En terminale, hésitant entre médecine et ingénierie, Louis a finalement été plus séduit par le contenu pédagogique des classes prépa que par le concours de première année de médecine, trop fondé sur l’apprentissage par cœur. Sans pour autant renoncer à l’idée de travailler dans la santé, il se voyait alors ingénieur biomédical, concevant les outils d’une médecine toujours plus technique. C’est ce qui l’a conduit à choisir les Mines de Saint-Étienne à l’issue des concours : les collaborations de l’école avec le monde de la santé – projets de recherche avec le CHU, doubles diplômes “santé-ingénierie” – correspondaient exactement à ses ambitions. Dès son intégration en 2018, il se spécialise en biomédical et en science des matériaux.
La chirurgie orthopédique : un lien fort avec l’ingénierie
Son projet de recherche et son stage de fin d’études ont porté sur les implants utilisés en chirurgie orthopédique, spécialité dédiée au traitement des affections du système musculo-squelettique – qu’elles soient d’origine systémique ou traumatologique. Sciences des matériaux et principes de la mécanique y trouvent une application directe, ce qui en faisait un terrain naturel pour un projet alliant ingénierie et médecine. Louis y voit aussi une convergence de posture : comme l’ingénieur, le chirurgien orthopédiste doit faire preuve d’un esprit pragmatique pour concevoir et planifier la reconstruction à effectuer.
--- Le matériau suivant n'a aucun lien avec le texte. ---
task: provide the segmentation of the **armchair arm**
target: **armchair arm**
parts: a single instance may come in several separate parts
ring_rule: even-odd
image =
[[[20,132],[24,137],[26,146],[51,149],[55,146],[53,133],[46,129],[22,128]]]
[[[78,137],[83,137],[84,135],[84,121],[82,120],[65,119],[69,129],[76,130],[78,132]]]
C’est en effet la spécialité qui implante probablement le plus de matériel chez les patients – broches, plaques, vis, prothèses – avec une précision que des outils de plus en plus sophistiqués viennent garantir. La collaboration entre chirurgien et ingénieur y est donc essentielle, et ne date pas d’hier : nombre des figures marquantes de l’orthopédie ont été, et sont encore, des inventeurs ayant développé leurs propres instruments. La place d’un ingénieur-médecin y est toute trouvée.
C’est guidé par le Dr Jérémie Pourchez, responsable des doubles cursus santé-ingénierie à l’École, que l’idée de devenir ce praticien-chercheur, alliant soins et recherche, a progressivement pris forme.
Devenir médecin et chercheur en 2031
Une fois diplômé de l’École des Mines, Louis est admis par passerelle en DGSM 2 — soit la 3e année de médecine — à la faculté de Saint-Étienne. Ses stages hospitaliers lui permettent alors de mesurer concrètement l’importance de la collaboration entre ingénieurs et médecins : il observe ainsi qu’un ingénieur assiste régulièrement les chirurgiens dans l’utilisation de technologies avancées comme le robot Da Vinci®1, et rencontre au CHU de Saint-Étienne plusieurs praticiens – dont un chirurgien orthopédiste et un chirurgien cardiaque – anciens doctorants des Mines. Les profils hybrides, loin d’être anecdotiques, s’y révèlent de plus en plus présents.
Après avoir réussi le concours de l’internat en 2025, Louis est aujourd’hui interne en chirurgie orthopédique au CHU de Rennes. Il envisage de prolonger ce parcours par une thèse, avec pour horizon une carrière hospitalo-universitaire alliant soins et recherche. Son diplôme d’ingénieur-civil des Mines lui offrira à cet égard un avantage précieux : équivalent d’un M2, il lui permettra d’accéder directement à un doctorat sur un sujet solide à l’interface entre les deux disciplines – là où son parcours le destine pleinement.